Из Гиени, через Шатонеф, Орлеан, Амбуаз и Блуа, большие барки доставляли французский двор домой. Приятная и ровная, здоровая и изобилующая дичью, долина Луары видела немало нежелательных посольств, которые в кровь сбивали колени и обдирали костяшки пальцев, а все же уезжали домой ни с чем, не будучи ни оскорбленными, ни обласканными. В эти благодатные края король и его приближенные и собирались прибыть к Рождеству.

Двор выступил в путь, но сразу же разделился надвое, как амеба. В Манте умер Людовик, двухгодовалый сын короля. Весь королевский дом и все службы остались на месте или вернулись с полдороги. Но те слуги, присутствие которых на похоронах маленького принца не казалось обязательным, а также доезжачие и придворная молодежь, в том числе и трое ирландцев, продолжили путь в Сен-Жермен-ан-Лэ.

Как проводник и советчик О'Лайам-Роу и его свиты, полноправный заместитель лорда д'Обиньи, Робин Стюарт почувствовал, задолго до свершившегося события, что золотая молодежь жаждет крови Тади Боя. На О'Лайам-Роу, чужестранца, который не вовремя распустил свой язык и оказался в опале, они попросту не обращали внимания. Но Конде, де Женстан, Сент-Андре, д'Энгиен и все их друзья хладнокровно отметили про себя чрезмерное внимание к оллаву со стороны монаршей четы. Стюарт, который раньше всех открыл Тади Боя, наблюдал с сардоническим видом, как д'Энгиен, молодой, остроумный, тщеславный, способный при случае изменить даже тем счастливчикам, что, сменяя друг друга, содержали его, безо всякого гнева решил преподать своему трофею маленький урок. Тади Бою предстояло получить, услужливо передала молва, пару хороших ударов мешком по голове.

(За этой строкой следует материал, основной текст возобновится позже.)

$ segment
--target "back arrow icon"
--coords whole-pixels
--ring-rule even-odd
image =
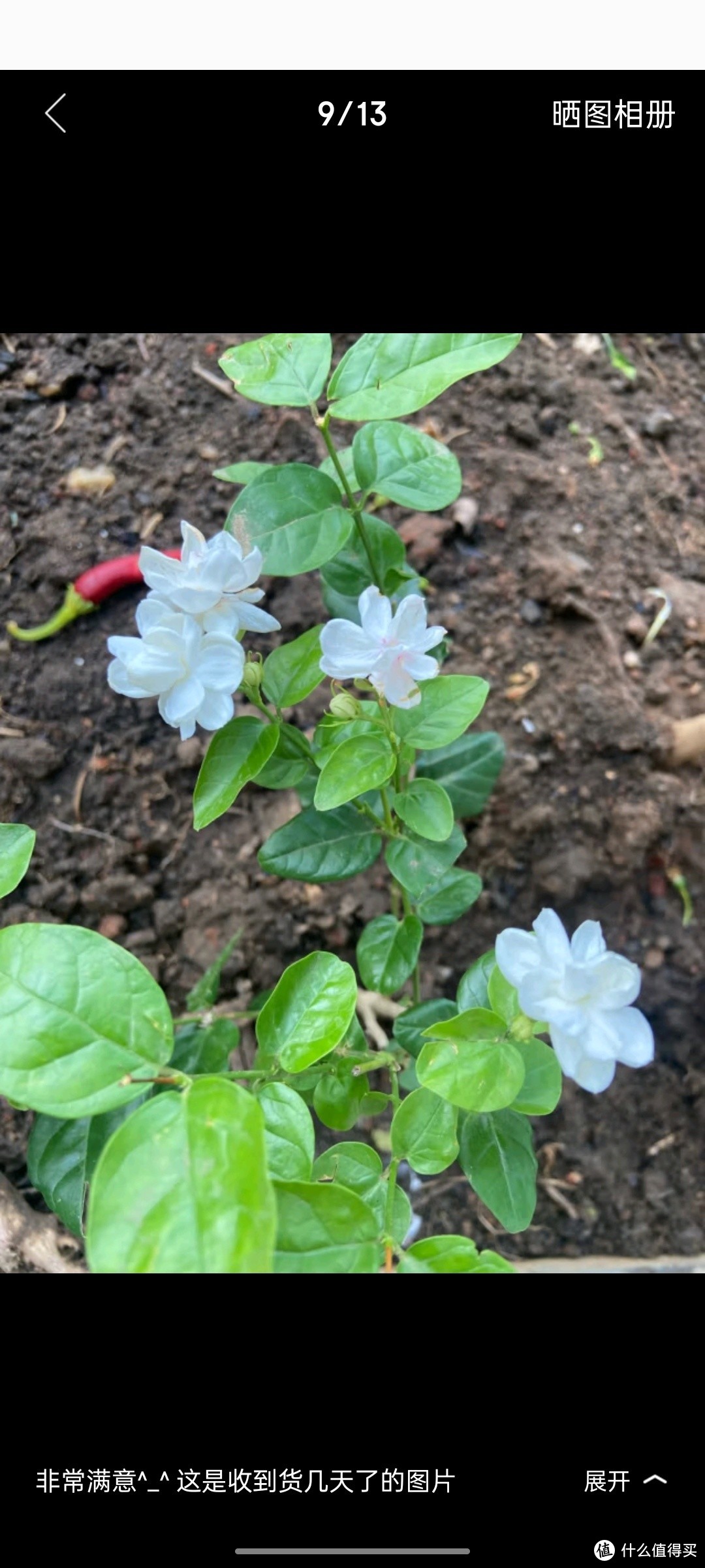
[[[61,99],[64,99],[64,97],[66,97],[66,93],[63,93],[61,97],[56,99],[56,103],[61,103]],[[44,113],[47,114],[47,119],[52,121],[52,125],[56,125],[58,130],[63,130],[63,133],[66,136],[66,125],[60,125],[58,119],[55,119],[53,114],[52,114],[52,110],[56,108],[56,103],[50,103],[49,108],[44,110]]]

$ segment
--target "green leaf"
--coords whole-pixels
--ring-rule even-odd
[[[326,815],[309,806],[271,834],[257,859],[274,877],[326,883],[367,872],[381,848],[379,833],[354,806]]]
[[[345,474],[345,477],[348,480],[348,485],[349,485],[349,488],[352,491],[352,495],[354,495],[356,491],[360,489],[360,486],[357,483],[356,466],[352,463],[352,447],[340,447],[340,450],[335,453],[335,456],[337,456],[337,459],[340,463],[340,467],[343,469],[343,474]],[[327,477],[334,481],[334,485],[338,486],[338,491],[343,495],[346,494],[345,489],[343,489],[343,486],[342,486],[342,483],[340,483],[340,480],[338,480],[338,474],[337,474],[335,463],[334,463],[332,458],[324,458],[323,463],[318,464],[318,469],[320,469],[321,474],[327,474]]]
[[[243,935],[243,927],[238,927],[238,930],[233,931],[233,935],[230,936],[230,941],[226,942],[222,952],[218,953],[215,963],[212,963],[205,971],[205,974],[201,975],[201,980],[197,980],[196,985],[191,986],[186,996],[186,1013],[197,1013],[202,1007],[213,1007],[213,1002],[218,1000],[218,991],[221,988],[221,974],[227,964],[227,960],[230,958],[230,953],[235,952],[235,947],[238,946],[241,935]],[[183,1071],[188,1069],[185,1068]]]
[[[489,977],[494,967],[495,949],[490,947],[487,953],[483,953],[481,958],[476,958],[475,963],[470,964],[470,969],[465,969],[456,993],[459,1013],[467,1013],[472,1007],[490,1007]]]
[[[92,1178],[103,1143],[146,1098],[144,1093],[130,1105],[107,1110],[102,1116],[78,1116],[75,1121],[34,1116],[27,1146],[27,1173],[33,1187],[74,1236],[83,1234],[86,1182]]]
[[[363,425],[352,442],[352,456],[359,489],[384,492],[400,506],[439,511],[462,489],[453,452],[410,425],[385,420]]]
[[[318,784],[318,768],[306,735],[295,724],[280,724],[276,748],[257,775],[260,789],[298,789],[309,781]]]
[[[229,348],[218,364],[254,403],[307,408],[323,392],[331,358],[329,332],[269,332]]]
[[[226,1073],[230,1052],[240,1044],[240,1029],[232,1018],[212,1024],[183,1024],[177,1029],[169,1066],[179,1073]]]
[[[512,1110],[525,1116],[548,1116],[561,1099],[562,1076],[556,1052],[542,1040],[515,1040],[515,1051],[523,1060],[525,1079]]]
[[[337,1182],[277,1182],[274,1273],[376,1273],[378,1218]]]
[[[265,1116],[266,1167],[279,1181],[310,1181],[315,1132],[309,1107],[287,1083],[265,1083],[257,1093]]]
[[[487,370],[517,347],[520,332],[363,332],[327,387],[337,419],[415,414],[454,381]]]
[[[454,1002],[450,1002],[445,996],[437,996],[431,1002],[418,1002],[415,1007],[407,1007],[406,1013],[400,1013],[395,1018],[392,1033],[403,1051],[407,1051],[410,1057],[418,1057],[418,1052],[426,1044],[423,1030],[429,1029],[431,1024],[440,1024],[445,1018],[456,1016],[457,1008]]]
[[[194,828],[207,828],[222,817],[240,790],[255,779],[276,750],[279,724],[258,718],[232,718],[210,742],[193,795]]]
[[[453,861],[462,855],[465,842],[465,836],[456,823],[443,844],[429,844],[428,839],[414,839],[410,834],[392,839],[384,858],[392,877],[410,892],[412,898],[423,898],[429,884],[443,877]]]
[[[273,467],[273,463],[230,463],[227,469],[216,469],[213,478],[227,480],[229,485],[249,485]]]
[[[398,1273],[417,1273],[407,1267],[407,1259],[426,1264],[429,1273],[472,1273],[478,1262],[478,1248],[467,1236],[426,1236],[414,1242],[400,1259]]]
[[[420,1176],[445,1171],[457,1159],[457,1109],[428,1088],[401,1101],[392,1121],[392,1149]]]
[[[406,790],[392,801],[401,822],[421,836],[442,844],[453,833],[453,806],[450,795],[431,779],[412,779]]]
[[[385,784],[395,771],[395,754],[387,735],[354,735],[327,746],[313,803],[316,811],[334,811],[368,789]]]
[[[396,530],[389,522],[382,522],[382,517],[376,517],[367,511],[362,513],[362,522],[374,564],[374,575],[357,528],[352,528],[345,549],[321,568],[323,582],[337,594],[354,601],[356,610],[360,593],[370,588],[370,583],[382,583],[387,591],[390,574],[400,574],[406,568],[404,541],[400,539]]]
[[[243,547],[258,546],[271,577],[323,566],[343,547],[351,527],[337,485],[306,463],[260,474],[240,492],[226,522]]]
[[[410,746],[434,751],[457,740],[481,713],[489,693],[479,676],[436,676],[420,681],[418,707],[395,709],[395,729]]]
[[[143,1090],[121,1080],[157,1076],[172,1052],[169,1005],[149,969],[80,925],[0,931],[0,1094],[49,1116],[125,1105]]]
[[[461,735],[417,760],[418,778],[436,779],[453,801],[456,817],[476,817],[492,793],[504,762],[504,742],[492,729]]]
[[[478,1198],[504,1231],[525,1231],[536,1209],[536,1154],[531,1123],[515,1110],[467,1116],[461,1165]]]
[[[22,881],[31,861],[36,833],[22,822],[0,823],[0,898]]]
[[[118,1127],[88,1200],[92,1273],[271,1273],[265,1121],[238,1083],[204,1077]]]
[[[367,1094],[363,1077],[354,1079],[351,1073],[338,1077],[335,1073],[324,1073],[313,1090],[313,1110],[324,1127],[335,1132],[348,1132],[360,1116],[360,1105]]]
[[[475,872],[462,872],[453,866],[437,881],[429,883],[425,897],[417,903],[417,911],[425,925],[450,925],[472,909],[481,892],[483,881]]]
[[[357,1002],[357,980],[335,953],[309,953],[284,971],[257,1014],[255,1066],[279,1062],[302,1073],[343,1040]]]
[[[293,643],[274,648],[265,659],[262,685],[274,707],[296,707],[323,681],[321,627],[312,626]]]
[[[457,1018],[431,1024],[417,1077],[451,1105],[464,1110],[501,1110],[523,1083],[523,1058],[495,1013],[475,1007]]]
[[[379,914],[370,920],[357,942],[357,967],[368,991],[392,996],[401,986],[418,960],[423,941],[423,925],[415,914],[396,920],[393,914]]]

Роль мешка должна была выполнить мишень, деревянный сарацин, подвешенный на столбе: к нему полагалось приблизиться на полном скаку и три раза ударить копьем. Мишень была подвешена так, что, если ударить недостаточно сильно, всадник получал сокрушительную затрещину. Забава эта пользовалась огромным успехом.

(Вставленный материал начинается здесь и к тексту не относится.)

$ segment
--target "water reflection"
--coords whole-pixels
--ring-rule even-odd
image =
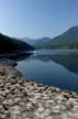
[[[41,61],[41,62],[55,62],[67,68],[69,72],[78,74],[78,55],[76,54],[32,54],[27,53],[15,61]]]
[[[35,53],[18,58],[16,68],[27,79],[78,91],[78,55]]]

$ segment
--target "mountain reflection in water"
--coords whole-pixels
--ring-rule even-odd
[[[32,80],[78,91],[76,53],[35,53],[20,57],[18,69]]]

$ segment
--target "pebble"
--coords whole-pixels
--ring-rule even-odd
[[[78,94],[26,80],[1,64],[0,119],[78,119]]]

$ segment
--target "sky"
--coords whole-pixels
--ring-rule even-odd
[[[0,0],[0,32],[13,37],[54,37],[78,25],[78,0]]]

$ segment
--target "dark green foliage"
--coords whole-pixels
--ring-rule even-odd
[[[23,52],[30,50],[34,50],[33,46],[30,46],[29,44],[20,40],[15,40],[13,37],[0,34],[0,54]]]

Каким образом Тади Боя заставили принять участие в состязании, Стюарт так и не узнал. Но в один теплый, серый октябрьский день О'Лайам-Роу, лучник и все франты, без дела шатавшиеся по двору, повернулись спиной к недавно перестроенному замку Сен-Жермен и к его просторным террасам, с которых открывалась великолепная панорама Сены, и направились на ристалище смотреть турнир.

Никто из стоявших вокруг Стюарта не говорил о технике боя: обсуждались чьи-то новые сапоги, время от времени беседа касалась любовных похождений состязающихся. Но, что бы там ни было, все зрители владели оружием и судили со знанием дела. Было вложено немало фантазии в то, чтобы изменить саму мишень: иные времена, иные союзы требовали этого — вместо турка на столбе болталась обыкновенная бочка, которой пририсовали глаза, нос и подбородок; посередине шла полоса, ниже которой очки не засчитывались.

Бочка слегка раскачивалась на ветерке, и это вселяло тревогу в сердца заговорщиков, которым стоило немалых трудов снять ее со столба и до краев наполнить холодной водой.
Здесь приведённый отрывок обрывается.